春宮・春宮坊(向日市鶏冠井町東井戸ほか)
皇太子のご在所が春宮(とうぐう)、皇太子の生活を掌る役所が春宮坊(とうぐうぼう)である。長岡京の時代、桓武天皇には、2人の皇太子がいた。早良(さわら)親王、安殿(あて)親王である。
早良親王は、藤原種継暗殺事件に連座して失脚した。延暦4(784)年10月に早良親王が亡くなった後、安殿(あて)親王(後の平城天皇)が皇太子になった。早良皇太子の春宮の場所ははっきりしていないが、第二次内裏南方(向日市上植野町南開)で「春宮」と記す墨書土器が出土し、この付近に所在地をあてる見解もあるが確定していない。

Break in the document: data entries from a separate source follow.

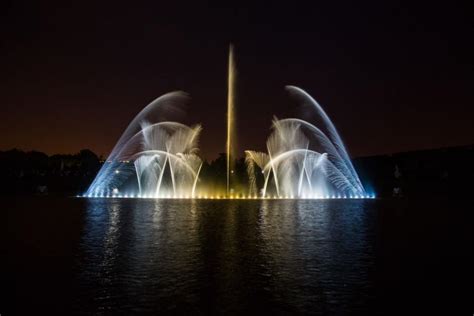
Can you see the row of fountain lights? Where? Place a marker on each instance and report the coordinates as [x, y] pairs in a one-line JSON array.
[[232, 197]]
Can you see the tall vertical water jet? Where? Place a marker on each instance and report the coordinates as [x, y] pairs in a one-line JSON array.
[[230, 116]]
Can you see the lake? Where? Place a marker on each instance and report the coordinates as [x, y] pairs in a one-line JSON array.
[[336, 257]]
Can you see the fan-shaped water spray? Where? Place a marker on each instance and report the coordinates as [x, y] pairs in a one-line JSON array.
[[304, 160], [153, 157]]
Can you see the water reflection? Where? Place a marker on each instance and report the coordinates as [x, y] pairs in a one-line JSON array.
[[226, 256]]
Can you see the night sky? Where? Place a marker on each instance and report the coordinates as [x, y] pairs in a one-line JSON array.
[[392, 76]]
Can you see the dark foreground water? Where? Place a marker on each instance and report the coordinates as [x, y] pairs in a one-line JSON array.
[[66, 255]]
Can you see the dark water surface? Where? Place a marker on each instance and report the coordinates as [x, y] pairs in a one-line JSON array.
[[67, 255]]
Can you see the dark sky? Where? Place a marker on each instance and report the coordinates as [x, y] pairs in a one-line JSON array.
[[392, 76]]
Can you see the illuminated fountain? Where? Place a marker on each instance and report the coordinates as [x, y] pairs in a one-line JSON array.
[[303, 160], [153, 157], [157, 158]]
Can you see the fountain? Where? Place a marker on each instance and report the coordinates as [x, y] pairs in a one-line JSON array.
[[157, 158], [304, 161], [230, 142], [153, 157]]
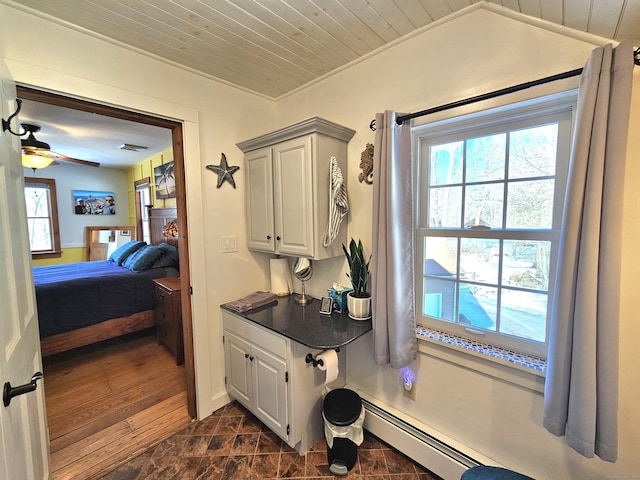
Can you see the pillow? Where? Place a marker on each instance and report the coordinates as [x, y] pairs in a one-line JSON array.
[[143, 258], [169, 257], [123, 251]]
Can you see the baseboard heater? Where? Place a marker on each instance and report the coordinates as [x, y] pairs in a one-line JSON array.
[[430, 452]]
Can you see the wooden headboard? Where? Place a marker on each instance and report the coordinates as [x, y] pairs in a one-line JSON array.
[[158, 218]]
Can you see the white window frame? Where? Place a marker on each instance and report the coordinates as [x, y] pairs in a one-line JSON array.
[[561, 106], [49, 185]]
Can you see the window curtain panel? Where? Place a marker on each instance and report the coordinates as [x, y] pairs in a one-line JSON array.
[[392, 262], [581, 387]]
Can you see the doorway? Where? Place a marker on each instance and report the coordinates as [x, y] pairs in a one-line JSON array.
[[175, 128]]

安殿親王については、春宮坊関連資料が第二次内裏北東(鶏冠井町東井戸)で確認されている。発掘調査では、宮域の東を画する東一坊大路西側溝が確認され、大量の木簡、墨書土器、食器の他、宝物類に使われた琥珀、鼈甲(べっこう)、象牙、鉱物類が出土した。木簡の年代、「春宮坊」木簡等から、安殿親王の春宮坊に関わる資料と判明した。宝物を保管する主蔵監(しゅぞうげん)、木工、土工、金属器の製造・修理に関わる主工署(しゅこうしょ)の存在が考古学的に明らかになった。